Meet Marta Melchiorre, a scientist who supports the conservation of paintings at the National Gallery in London

Marta Melchiorre at her desk in front of a computer at The National Gallery

Source: © The National Gallery, London

Meet Marta, an inorganic scientist who works to conserve paintings at London’s National Gallery

Marta Melchiorre focused on the sciences at school. ‘But I was very much into art history and I liked drawing a lot,’ she explains. An internship with a local art conservator opened Marta’s eyes to how her seemingly diverse passions could be combined in a fulfilling career.

She completed a degree in conservation science followed by a masters and PhD, all at Ca’ Foscari University of Venice. Marta then moved to the University of Udine for a postdoc. At this point, ‘I realised that I wanted to use my skills in a museum environment rather than academia’, she explains.

An international job hunt led to short-term contracts at the British Museum and then the National Gallery. A year-long stint at Historic Royal Palaces followed, before a return to the National Gallery in October 2017.

Today, Marta is one of the gallery’s resident inorganic scientists. ‘To work with paintings is my dream job,’ she says. Marta studies pinhead-sized cross-sections of paint samples using microscopes. She also increasingly uses non-invasive methods to investigate works of art.

The aim is to learn how paintings were constructed, looking at the pigments and binders used to make the paint for example, and to understand any changes that have happened over time. ‘This information helps conservators find the best way to treat a work of art and tells us whether original materials have altered, for example if pigments have discoloured,’ says Marta. ‘It also informs the best conditions, such as lighting, humidity and temperature, for future displays of the art to prevent further deterioration.’

What is your earliest memory of science?

When I was a kid, I remember being interested in why my mum has blue eyes and I don’t.

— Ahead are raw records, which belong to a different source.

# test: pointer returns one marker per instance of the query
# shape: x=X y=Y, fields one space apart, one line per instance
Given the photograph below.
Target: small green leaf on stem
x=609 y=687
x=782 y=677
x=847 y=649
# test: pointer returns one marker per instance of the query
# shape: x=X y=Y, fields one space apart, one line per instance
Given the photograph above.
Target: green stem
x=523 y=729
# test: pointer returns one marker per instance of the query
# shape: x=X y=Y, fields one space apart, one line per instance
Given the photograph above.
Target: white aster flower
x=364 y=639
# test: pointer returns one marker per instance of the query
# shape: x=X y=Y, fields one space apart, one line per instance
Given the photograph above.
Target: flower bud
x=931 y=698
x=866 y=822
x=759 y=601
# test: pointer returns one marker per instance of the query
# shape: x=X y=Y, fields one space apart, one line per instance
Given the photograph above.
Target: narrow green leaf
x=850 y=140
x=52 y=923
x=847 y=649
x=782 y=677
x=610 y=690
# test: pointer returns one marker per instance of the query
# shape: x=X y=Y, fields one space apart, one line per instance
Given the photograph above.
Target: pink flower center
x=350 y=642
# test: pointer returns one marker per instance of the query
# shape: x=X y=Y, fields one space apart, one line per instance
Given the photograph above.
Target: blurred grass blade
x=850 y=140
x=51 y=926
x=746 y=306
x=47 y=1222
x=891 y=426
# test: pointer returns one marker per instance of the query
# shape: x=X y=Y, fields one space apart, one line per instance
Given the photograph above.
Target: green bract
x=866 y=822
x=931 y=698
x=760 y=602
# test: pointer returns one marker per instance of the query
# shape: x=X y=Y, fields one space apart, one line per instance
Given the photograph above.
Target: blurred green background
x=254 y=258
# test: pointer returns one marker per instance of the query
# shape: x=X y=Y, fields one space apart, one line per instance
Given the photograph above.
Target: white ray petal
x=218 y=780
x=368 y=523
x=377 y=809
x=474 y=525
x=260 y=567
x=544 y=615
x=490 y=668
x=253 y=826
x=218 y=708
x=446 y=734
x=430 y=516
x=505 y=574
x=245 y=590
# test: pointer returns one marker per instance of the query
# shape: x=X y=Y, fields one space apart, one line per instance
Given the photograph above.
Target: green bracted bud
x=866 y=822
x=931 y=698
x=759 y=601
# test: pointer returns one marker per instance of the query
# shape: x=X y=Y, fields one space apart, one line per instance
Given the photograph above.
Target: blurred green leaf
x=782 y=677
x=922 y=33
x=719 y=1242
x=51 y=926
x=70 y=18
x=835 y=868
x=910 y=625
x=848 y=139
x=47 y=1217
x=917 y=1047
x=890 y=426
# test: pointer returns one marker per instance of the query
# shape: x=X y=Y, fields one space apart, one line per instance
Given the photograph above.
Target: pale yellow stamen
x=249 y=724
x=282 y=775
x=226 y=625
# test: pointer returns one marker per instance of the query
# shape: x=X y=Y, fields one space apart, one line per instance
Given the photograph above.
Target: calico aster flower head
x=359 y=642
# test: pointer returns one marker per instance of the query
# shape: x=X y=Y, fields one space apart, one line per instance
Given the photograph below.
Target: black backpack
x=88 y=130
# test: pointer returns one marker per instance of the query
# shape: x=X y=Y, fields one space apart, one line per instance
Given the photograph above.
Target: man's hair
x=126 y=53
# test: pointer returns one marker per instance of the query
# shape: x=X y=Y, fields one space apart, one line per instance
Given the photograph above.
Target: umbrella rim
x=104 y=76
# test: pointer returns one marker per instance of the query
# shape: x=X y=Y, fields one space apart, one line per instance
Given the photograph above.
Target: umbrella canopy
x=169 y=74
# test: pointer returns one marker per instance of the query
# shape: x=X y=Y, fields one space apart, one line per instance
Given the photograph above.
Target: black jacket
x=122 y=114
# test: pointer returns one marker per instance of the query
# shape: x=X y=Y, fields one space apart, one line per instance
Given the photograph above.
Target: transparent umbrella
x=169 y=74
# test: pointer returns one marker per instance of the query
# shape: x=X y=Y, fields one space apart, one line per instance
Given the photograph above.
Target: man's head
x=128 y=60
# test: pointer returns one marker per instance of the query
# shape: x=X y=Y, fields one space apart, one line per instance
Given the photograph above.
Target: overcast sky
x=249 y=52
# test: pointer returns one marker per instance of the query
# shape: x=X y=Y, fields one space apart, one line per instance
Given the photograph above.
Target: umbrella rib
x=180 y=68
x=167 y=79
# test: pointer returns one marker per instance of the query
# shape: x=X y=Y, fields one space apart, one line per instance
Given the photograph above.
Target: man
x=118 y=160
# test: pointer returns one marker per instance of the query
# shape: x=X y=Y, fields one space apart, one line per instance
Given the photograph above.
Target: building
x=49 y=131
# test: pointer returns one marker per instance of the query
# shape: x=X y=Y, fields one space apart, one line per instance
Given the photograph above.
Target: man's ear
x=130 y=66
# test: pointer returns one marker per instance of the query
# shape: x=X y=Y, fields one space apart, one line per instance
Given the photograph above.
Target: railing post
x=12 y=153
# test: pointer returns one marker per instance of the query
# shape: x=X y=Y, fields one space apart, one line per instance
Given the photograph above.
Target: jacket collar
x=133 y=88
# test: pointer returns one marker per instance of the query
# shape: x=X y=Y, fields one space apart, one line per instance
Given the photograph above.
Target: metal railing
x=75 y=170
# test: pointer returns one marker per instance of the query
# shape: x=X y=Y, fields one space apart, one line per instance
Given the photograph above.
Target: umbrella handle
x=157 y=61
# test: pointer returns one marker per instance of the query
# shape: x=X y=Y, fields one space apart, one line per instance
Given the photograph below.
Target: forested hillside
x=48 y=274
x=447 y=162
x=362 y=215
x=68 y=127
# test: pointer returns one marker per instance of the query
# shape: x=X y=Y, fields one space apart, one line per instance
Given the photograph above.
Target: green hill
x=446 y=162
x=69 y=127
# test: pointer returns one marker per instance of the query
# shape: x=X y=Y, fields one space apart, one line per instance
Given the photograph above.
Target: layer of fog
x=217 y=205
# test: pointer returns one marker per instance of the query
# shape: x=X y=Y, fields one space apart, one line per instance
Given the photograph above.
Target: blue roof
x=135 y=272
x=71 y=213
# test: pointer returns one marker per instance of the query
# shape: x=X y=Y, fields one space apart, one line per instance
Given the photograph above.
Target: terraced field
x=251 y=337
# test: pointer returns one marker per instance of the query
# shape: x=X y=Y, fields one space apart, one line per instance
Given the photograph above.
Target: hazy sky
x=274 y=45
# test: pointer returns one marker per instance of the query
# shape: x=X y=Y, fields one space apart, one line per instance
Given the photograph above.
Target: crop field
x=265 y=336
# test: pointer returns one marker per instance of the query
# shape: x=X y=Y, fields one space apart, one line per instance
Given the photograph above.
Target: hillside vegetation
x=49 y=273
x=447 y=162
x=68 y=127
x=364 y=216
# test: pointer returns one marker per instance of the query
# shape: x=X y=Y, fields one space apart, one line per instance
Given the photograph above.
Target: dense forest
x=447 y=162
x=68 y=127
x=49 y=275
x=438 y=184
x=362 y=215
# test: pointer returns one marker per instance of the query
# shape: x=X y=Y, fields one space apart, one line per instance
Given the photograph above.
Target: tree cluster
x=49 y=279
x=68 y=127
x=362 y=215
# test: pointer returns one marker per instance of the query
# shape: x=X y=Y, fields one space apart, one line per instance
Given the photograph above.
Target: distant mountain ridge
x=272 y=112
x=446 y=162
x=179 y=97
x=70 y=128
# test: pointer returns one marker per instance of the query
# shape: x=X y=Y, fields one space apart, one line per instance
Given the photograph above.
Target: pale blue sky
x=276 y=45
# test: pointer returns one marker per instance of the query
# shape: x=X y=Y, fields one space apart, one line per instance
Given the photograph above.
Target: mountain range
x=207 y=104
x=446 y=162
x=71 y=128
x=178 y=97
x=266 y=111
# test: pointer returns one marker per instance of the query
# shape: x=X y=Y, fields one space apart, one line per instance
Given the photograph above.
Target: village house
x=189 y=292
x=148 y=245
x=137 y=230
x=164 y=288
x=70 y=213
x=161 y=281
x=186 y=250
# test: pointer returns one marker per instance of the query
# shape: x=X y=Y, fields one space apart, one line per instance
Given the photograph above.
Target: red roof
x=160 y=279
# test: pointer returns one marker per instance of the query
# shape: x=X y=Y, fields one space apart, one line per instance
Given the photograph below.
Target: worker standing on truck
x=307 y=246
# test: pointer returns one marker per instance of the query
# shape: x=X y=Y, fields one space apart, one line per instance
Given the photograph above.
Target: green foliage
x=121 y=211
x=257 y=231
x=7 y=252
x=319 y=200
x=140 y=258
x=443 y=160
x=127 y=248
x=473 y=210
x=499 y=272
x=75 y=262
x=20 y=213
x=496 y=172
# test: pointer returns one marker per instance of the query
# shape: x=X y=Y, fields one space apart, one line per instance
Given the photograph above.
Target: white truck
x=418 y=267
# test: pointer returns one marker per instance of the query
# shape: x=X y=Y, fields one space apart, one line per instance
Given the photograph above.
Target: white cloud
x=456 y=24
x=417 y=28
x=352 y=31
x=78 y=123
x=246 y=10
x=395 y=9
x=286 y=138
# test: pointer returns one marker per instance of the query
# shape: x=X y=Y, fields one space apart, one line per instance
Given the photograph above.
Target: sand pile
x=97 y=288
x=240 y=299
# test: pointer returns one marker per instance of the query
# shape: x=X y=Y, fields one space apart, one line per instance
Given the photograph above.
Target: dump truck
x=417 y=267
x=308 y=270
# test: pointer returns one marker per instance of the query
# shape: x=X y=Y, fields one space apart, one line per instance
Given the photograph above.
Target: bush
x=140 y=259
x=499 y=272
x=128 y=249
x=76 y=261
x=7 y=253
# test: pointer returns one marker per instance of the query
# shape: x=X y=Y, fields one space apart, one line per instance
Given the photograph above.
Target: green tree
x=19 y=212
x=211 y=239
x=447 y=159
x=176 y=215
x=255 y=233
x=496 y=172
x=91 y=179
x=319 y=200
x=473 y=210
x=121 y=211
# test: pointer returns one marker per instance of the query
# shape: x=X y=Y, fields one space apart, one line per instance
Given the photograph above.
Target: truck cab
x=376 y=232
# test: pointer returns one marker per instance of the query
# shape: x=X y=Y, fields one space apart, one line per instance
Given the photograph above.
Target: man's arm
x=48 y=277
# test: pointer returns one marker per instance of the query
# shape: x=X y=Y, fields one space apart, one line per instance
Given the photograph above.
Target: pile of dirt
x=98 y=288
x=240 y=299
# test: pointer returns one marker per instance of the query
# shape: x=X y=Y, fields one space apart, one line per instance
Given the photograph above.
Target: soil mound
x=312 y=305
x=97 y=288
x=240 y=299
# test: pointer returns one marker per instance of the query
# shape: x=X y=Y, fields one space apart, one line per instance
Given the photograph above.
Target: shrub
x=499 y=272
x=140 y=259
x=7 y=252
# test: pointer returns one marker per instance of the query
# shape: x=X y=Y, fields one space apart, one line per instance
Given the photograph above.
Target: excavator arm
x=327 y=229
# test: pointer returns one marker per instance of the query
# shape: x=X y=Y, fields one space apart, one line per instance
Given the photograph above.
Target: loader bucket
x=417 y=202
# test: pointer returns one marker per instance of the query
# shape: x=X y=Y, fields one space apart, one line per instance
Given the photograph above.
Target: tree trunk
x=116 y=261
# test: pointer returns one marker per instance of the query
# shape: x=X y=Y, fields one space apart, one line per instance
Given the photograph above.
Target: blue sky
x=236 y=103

Chats about Mendel’s genetics theory came quite early in my childhood.

Who inspired you to pursue a career in science?

During my PhD, I started going to conferences and joining different laboratories for short periods. I met lots of people who were really inspiring to me and motivated me to go on and pursue a career in this field. They let me see that, although this isn’t the easiest field to get into, it is possible and that the job is very rewarding.

What is your favourite analytical technique?

Hyperspectral imaging, also known as reflectance imaging spectroscopy. This non-invasive method was developed by NASA for studying the surface of planets from a distance. It started to be used on cultural heritage objects relatively recently. It can identify and map the distribution of painting materials, and reveal hidden paint passages and underdrawings.

What are you working on now?

During lockdown, I have been working on a dataset that was collected with another non-invasive technique, macro X-ray fluorescence scanning, on a painting by Ludovico Carracci. This provided clear maps of overpainted areas, which will help the conservator to continue the cleaning when she goes back to the gallery.

What is the most exciting conservation project you’ve worked on to date?

An image showing the Virgin of the rocks painting

Source: © Chesnot/Getty Images

da Vinci’s The Virgin of the Rocks on display at The Louvre

Leonardo da Vinci’s The Virgin of the Rocks. In 2005, an infrared reflectography study revealed that there is a different drawn, but never painted, composition underneath this painting. Recently, we reinvestigated the painting with our new spectral imaging techniques and identified much more of this underlying drawing.

Who is your scientific hero?

In my field, Joyce Plesters. She was the first scientist at the National Gallery to work on cross-sections from the 1950s onwards and was a pioneer in this work internationally. She worked a lot on Venetian paintings and when I was a student in Venice, Joyce was one of the first big names I came across. It’s very exciting when I find her files and samples now.

If you could go back in time and make any historical art-related scientific discovery what would it be?

To be the first person to use infrared reflectography to investigate underdrawings. It was the Dutch physicist J R J van Asperen de Boer who did this in the 1960s.

What keeps you awake at night?

At the moment, I wonder when this pandemic is going to end and when I’m going to be able to go back home to Italy to see my family. I also think about what our recent findings mean to our understanding of the relationship between the Virgin of the Rocks that we have in the National Gallery and the one in Paris at the Louvre.

What is the best part of your job?

Working in multidisciplinary teams; we work alongside conservators and curators. We all learn from each other.

What is the worst part of your job?

Troubleshooting with analytical instruments. When an instrument doesn’t work in a museum, you have to fix it yourself. It’s not like at a university, where you probably have technicians to help you.

What do you like to do outside of the lab?

I am a passionate museum and gallery-goer. I also like socialising – having chats about books with friends, exchanging recipes and going to concerts.